Sex and menopause: the facts

Wondering how menopause affects things beneath the sheets? You wouldn’t be the first person.

The truth is, sex after menopause may be different—but it can still be satisfying with a few adjustments and a little effort. We’ll look at the complex effects of lowered estrogen on a women’s sexual function as well as the things you can do to maintain intimacy and boost sexual enjoyment. 

The realities

When estrogen plummets during menopause, it can lower your sexual desire—also known as libido. It can also make it more difficult to become aroused and achieve an orgasm. On top of that, it can cause intercourse to become painful. This latter effect is due to physical changes that can include vaginal dryness, thinning of the vaginal lining, and decreased elasticity in the vaginal walls. 

What can help

If you’re experiencing pain during intercourse—which affects about half of postmenopausal women—you may want to try over-the-counter vaginal moisturizers, which can restore moisture, as well as various lubricants, which can make sex more comfortable. You can also talk to your doctor about topical estrogen. Available as a cream, suppository, or ring, it can aid lubrication and thicken vaginal tissue.

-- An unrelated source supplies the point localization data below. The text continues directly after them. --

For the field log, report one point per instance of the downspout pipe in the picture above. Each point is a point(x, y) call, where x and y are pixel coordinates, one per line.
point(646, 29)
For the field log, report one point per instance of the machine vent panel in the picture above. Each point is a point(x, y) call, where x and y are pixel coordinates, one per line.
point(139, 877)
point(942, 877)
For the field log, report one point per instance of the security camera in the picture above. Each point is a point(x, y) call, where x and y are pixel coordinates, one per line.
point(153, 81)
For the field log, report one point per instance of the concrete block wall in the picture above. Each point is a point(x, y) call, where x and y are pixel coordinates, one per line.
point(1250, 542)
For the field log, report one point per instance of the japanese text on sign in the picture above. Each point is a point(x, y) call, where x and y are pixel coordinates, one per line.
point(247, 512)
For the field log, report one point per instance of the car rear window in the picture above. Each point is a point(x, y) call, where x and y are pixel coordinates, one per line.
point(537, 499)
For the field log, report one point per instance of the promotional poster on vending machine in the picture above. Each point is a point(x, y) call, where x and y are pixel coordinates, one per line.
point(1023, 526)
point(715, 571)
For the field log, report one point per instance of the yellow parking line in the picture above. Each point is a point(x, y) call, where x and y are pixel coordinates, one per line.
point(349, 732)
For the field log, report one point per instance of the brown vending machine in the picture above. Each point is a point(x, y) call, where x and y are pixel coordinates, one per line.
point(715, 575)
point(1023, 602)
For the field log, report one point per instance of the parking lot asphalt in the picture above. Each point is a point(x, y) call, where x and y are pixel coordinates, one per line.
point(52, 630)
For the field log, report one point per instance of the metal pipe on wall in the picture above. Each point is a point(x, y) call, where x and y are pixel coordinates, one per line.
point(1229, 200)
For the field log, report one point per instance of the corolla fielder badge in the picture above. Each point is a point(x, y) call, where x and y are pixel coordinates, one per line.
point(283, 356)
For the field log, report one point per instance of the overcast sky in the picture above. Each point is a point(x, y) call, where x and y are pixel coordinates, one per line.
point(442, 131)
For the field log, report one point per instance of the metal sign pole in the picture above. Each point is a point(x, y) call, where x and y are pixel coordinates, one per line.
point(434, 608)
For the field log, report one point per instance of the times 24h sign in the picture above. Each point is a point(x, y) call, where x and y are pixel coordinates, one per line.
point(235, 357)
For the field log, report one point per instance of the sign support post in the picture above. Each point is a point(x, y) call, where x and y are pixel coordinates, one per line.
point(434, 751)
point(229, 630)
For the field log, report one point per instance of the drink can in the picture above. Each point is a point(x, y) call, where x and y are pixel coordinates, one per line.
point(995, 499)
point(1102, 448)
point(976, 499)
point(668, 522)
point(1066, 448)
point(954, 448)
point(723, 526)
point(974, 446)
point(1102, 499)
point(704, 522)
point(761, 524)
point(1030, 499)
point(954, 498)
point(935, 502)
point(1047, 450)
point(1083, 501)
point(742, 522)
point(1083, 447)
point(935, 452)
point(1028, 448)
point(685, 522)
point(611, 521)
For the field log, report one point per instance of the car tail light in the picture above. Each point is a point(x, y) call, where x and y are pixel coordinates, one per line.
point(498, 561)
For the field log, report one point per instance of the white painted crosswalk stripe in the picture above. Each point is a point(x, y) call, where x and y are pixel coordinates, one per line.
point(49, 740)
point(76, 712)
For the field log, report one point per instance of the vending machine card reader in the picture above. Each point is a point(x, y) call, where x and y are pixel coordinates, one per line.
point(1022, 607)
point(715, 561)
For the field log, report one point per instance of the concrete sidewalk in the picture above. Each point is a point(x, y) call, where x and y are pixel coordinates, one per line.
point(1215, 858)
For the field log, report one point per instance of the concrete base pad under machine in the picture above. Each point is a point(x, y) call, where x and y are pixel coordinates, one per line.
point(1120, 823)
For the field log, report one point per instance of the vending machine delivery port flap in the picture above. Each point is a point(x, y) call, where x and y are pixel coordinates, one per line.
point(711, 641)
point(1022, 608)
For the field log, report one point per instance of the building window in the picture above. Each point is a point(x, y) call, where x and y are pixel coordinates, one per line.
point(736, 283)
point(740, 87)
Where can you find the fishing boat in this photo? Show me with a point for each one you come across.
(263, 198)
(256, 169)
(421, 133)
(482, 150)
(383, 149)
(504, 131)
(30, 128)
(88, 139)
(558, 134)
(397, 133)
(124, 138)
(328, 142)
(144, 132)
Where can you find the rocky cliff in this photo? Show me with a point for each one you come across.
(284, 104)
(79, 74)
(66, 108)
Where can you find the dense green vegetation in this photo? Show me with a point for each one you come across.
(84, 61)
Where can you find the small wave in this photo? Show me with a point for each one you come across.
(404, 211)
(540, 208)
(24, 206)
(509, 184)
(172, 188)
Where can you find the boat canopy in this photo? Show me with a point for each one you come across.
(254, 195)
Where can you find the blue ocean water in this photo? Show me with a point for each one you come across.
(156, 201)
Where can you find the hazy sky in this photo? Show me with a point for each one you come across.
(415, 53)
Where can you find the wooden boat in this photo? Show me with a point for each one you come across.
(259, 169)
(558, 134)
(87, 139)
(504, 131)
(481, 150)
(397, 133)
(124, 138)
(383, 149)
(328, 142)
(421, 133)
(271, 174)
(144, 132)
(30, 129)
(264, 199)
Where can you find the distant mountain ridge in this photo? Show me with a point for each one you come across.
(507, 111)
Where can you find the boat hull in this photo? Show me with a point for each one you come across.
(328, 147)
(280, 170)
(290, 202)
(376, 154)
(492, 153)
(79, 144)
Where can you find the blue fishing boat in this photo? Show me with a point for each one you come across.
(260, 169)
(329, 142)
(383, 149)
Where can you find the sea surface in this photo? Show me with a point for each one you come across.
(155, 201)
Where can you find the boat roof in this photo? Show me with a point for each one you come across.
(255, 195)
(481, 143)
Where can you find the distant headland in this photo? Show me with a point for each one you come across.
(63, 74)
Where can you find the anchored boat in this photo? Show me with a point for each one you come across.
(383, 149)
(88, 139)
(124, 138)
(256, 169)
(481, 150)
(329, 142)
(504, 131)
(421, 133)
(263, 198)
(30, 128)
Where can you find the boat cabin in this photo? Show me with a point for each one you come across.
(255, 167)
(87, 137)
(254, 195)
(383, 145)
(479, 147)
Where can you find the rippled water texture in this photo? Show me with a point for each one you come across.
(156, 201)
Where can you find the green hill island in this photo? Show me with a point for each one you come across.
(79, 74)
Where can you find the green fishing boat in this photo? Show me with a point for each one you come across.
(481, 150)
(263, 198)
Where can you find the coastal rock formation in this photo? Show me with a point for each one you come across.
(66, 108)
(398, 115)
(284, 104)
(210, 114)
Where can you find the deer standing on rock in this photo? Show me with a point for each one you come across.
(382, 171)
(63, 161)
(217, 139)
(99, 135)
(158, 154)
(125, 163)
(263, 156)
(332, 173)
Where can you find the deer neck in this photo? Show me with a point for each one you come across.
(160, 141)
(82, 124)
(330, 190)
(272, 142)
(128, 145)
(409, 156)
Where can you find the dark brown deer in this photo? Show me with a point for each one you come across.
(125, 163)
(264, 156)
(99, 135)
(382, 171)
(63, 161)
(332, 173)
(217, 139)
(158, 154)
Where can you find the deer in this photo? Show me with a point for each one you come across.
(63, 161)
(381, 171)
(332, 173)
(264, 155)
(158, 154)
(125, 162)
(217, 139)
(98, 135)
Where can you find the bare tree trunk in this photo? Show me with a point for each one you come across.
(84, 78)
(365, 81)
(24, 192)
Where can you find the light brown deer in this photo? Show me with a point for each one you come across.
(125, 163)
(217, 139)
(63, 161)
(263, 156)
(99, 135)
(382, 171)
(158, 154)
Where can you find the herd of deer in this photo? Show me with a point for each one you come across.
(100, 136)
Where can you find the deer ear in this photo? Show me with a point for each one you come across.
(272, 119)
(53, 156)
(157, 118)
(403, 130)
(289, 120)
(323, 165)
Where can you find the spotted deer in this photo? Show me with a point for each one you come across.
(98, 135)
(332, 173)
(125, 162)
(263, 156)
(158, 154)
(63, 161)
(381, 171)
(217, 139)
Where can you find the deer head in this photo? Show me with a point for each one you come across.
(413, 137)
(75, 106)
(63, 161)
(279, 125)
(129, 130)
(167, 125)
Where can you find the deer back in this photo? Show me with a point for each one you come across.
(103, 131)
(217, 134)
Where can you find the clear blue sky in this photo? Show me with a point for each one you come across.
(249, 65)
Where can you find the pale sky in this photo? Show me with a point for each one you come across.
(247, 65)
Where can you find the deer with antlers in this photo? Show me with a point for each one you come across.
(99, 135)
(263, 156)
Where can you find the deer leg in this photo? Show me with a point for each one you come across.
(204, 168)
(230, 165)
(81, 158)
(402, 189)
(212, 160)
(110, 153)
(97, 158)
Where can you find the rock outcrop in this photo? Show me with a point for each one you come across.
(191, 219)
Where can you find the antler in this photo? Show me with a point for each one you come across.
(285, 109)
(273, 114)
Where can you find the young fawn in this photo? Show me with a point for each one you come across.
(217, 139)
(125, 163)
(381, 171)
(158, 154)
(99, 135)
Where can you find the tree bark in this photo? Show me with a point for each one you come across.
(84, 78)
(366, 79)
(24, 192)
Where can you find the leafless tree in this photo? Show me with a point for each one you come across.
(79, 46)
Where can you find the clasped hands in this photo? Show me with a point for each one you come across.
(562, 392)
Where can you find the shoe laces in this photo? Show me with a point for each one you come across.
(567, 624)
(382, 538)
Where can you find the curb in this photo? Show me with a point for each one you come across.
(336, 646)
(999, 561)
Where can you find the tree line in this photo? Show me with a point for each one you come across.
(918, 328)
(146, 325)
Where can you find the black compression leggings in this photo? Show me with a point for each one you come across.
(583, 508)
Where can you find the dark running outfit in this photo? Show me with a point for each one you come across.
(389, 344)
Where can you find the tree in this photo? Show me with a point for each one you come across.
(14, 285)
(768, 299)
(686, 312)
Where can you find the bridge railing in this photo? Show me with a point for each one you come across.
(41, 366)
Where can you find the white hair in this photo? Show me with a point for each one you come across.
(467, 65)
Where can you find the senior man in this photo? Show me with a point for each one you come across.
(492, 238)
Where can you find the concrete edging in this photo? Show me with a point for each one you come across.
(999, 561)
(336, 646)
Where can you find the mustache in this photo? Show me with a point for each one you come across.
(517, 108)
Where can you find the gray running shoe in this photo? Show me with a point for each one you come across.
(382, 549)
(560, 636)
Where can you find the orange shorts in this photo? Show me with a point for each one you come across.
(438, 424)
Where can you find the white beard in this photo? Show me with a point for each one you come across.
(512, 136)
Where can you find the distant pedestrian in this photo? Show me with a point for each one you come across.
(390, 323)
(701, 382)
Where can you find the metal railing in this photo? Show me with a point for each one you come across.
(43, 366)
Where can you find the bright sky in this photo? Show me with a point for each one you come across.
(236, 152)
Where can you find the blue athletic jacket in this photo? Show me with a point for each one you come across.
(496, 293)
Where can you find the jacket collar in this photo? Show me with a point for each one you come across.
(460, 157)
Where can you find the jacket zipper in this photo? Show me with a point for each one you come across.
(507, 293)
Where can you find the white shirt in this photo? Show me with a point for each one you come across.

Another important step is communicating openly with your partner. It may be possible to try new positions and techniques that feel better. And of course, intercourse isn’t the only way to orgasm; there’s also stimulation through touching and rubbing as well as oral sex. This is a great time to experiment and let go of expectations of what intimacy should look like.  

Arousal and orgasm

After menopause, sensitivity is reduced, and it takes longer for blood to flow to your genital area. But this doesn’t mean that an orgasm is impossible; it simply means that you may need more intense stimulation. Research has found that warming massage oils, clitoral stimulation devices (such as the Eros device), and vibrators may all assist in promoting arousal and orgasm. 

There are also things that may be impeding arousal and orgasm, and that you can work to lessen if applicable. They include heavy drinking, stress and anxiety, relationship strain, and certain medications. Antidepressants and blood pressure drugs, for example, can impact your ability to orgasm. Talk to your doctor about the benefits and risks for any medications with sexual side effects. 

Keeping perspective

All relationships evolve over time, and for many long-term couples, less intercourse is a natural progression. (Let’s not forget that male partners also undergo physical changes, including erectile dysfunction.) About a third of long-term couples no longer have sex or have sex only occasionally, yet they’re still happy. What’s most crucial is finding ways to stay intimate and spark romance at any age.